The coaster joyride, observed on a video clip, looks like a fast, seat-of-your-pants slide down a long, twisty banister. Riders control the speed, which tops out at 42 kilometres per hour. Each single-passenger, independent car perches on the metal rail and takes its rider on a breath-stealing swoop down the mountain. As shown in the photo above, the car resembles a child’s elongated booster seat and will, in fact, carry two people if one is a child. Ticket prices vary, depending on the age of the rider and the number of rides purchased.
Based on polling and ticket sales, it’s estimated that the Pipe Mountain Coaster will have attracted about 100,000 additional visitors to Revelstoke in its first summer of operation. Visitor centre numbers for July were up 23 per cent and August visits were up 40 per cent over last year. With such high numbers, wait times for the coaster ride were sometimes long, but a slick booking system ensured they were never boring.
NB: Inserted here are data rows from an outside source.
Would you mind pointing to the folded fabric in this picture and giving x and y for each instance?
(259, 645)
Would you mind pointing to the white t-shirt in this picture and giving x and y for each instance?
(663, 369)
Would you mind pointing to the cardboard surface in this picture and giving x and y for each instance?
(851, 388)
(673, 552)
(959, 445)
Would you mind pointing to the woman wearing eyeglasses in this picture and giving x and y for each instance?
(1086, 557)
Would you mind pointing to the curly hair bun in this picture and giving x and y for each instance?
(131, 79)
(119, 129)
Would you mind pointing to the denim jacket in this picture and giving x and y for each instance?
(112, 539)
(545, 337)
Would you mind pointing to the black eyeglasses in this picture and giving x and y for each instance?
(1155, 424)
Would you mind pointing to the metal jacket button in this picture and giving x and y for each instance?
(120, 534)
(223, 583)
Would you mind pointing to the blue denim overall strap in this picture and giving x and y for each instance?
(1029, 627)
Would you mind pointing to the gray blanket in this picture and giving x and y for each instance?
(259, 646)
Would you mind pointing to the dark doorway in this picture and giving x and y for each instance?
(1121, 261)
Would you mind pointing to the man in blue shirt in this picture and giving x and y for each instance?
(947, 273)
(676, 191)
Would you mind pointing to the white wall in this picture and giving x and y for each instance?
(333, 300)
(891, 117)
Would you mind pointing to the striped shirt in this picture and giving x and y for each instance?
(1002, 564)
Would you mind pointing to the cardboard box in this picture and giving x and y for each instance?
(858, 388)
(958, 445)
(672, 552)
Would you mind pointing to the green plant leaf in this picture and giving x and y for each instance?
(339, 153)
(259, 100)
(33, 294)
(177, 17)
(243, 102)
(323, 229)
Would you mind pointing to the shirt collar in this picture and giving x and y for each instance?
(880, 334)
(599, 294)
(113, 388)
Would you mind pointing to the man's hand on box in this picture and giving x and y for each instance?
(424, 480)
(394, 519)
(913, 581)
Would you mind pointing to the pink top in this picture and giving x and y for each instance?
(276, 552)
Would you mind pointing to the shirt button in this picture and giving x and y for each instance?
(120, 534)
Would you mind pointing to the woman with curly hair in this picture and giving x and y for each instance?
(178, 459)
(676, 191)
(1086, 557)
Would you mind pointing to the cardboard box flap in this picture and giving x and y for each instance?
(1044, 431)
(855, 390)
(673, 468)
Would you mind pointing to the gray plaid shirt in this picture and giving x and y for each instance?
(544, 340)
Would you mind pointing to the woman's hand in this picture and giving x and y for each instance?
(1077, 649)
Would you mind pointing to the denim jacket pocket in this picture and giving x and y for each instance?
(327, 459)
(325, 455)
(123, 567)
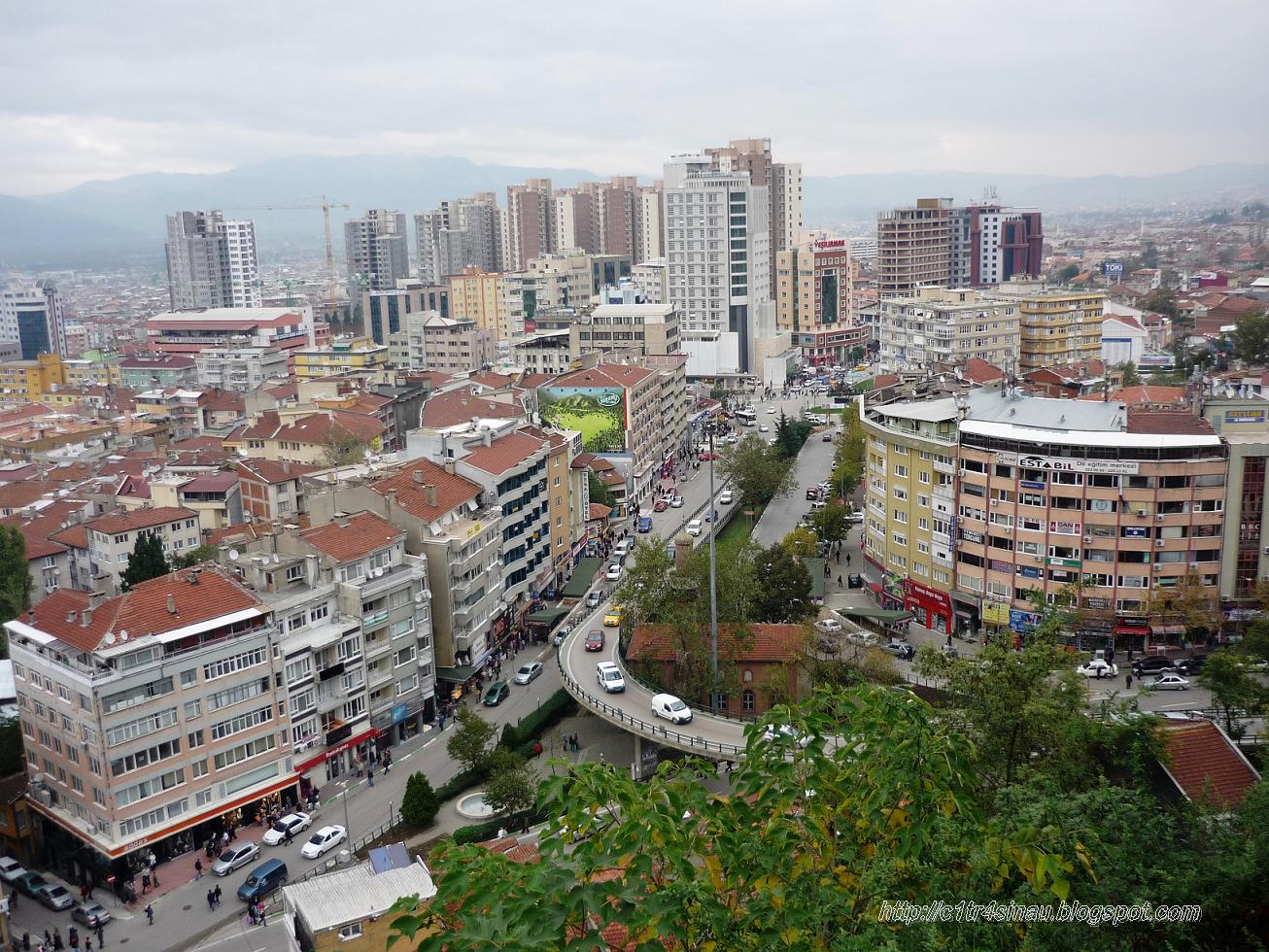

“RMR has been innovative in allowing coaster riders to grab a ticket and watch loading numbers on screens around the resort or live online, so they know when it’s their turn to ride,” said Meghan Tabor, marketing co-ordinator for Tourism Revelstoke. “This allows them time to wander the village, come downtown, try another Revelstoke activity or relax on the banks of the Columbia River.”
She added that many visitors who initially planned just a quick stop in Revelstoke to ride the coaster, decided to extend their trip to an overnight stay. That was great news for accommodators and downtown businesses.
“The resort is seeing big increases at every point of sale, from the hotel to the restaurants,” Tabor said. “Their walk-in traffic has more than doubled.”
More summer fun
Summer 2016 also brought increasing numbers of mountain bikers to Revelstoke, and the Labour Day weekend featured the BC Enduro Series, with more than 300 riders, along with their families and friends, coming to the community.
In May, Columbia Basin Trust granted the Revelstoke Cycling Association $123,000 for upgrades and extension of the Frisby Ridge Trail. Trail work by DBP Construction Services, a local company, will continue until the snow flies.
Here comes winter
With tourism’s shoulder season well begun, RMR is gearing up to capitalize on its new membership in the prestigious Mountain Collective, a select group of top ski resorts in the U.S., Australia, New Zealand, Japan, France, Chile and Canada. Mountain Collective members include such legendary destinations as Aspen, Jackson Hole, Chamonix, Thredbo, Hakuba Valley, Whistler-Blackcomb and Lake Louise, among others.
“With the already low Canadian dollar, we saw a lot more visitors from the States this summer,” said Tabor. “This will translate into more winter traffic as well, especially with the Mountain Collective pass.”
If they wish, those visitors will also be able to enjoy the amenities offered at the new Snowmobile Welcome Centre, home of the Revelstoke Snowmobile Club and source of memberships, trail maps and information. It is estimated that snowmobiling brings more than $10 million into the local economy annually, and the Revelstoke club is working to open up more terrain for guests and members.
Tourism Revelstoke works closely with RMR and with the Revelstoke Accommodation Association (RAA).
“My colleague, Thom Tischik, is the executive director of the RAA—that’s the other entity involved in Tourism Revelstoke,” said Tabor. “The association collects the additional hotel room tax and they task us with coming up with initiatives that will get us the best bang for our buck.”
Thanks to the creative efforts of Tabor and Tischik, in August 2017 Trail Runner magazine will, for the first time ever, hold its annual photography camp outside the U.S., in Revelstoke.
“We’re helping to support that camp with sponsorship funding,” Tabor said. “In return we receive promotion of the camp and (our) location.”
Extensive coverage in Trail Runner magazine, online and through social media, will ensure a return of about four times the promotional value of the money spent by Tourism Revelstoke. This is the type of initiative that Tourism Revelstoke is looked upon to come up with: different, unique avenues for marketing, focused around the Revelstoke experience.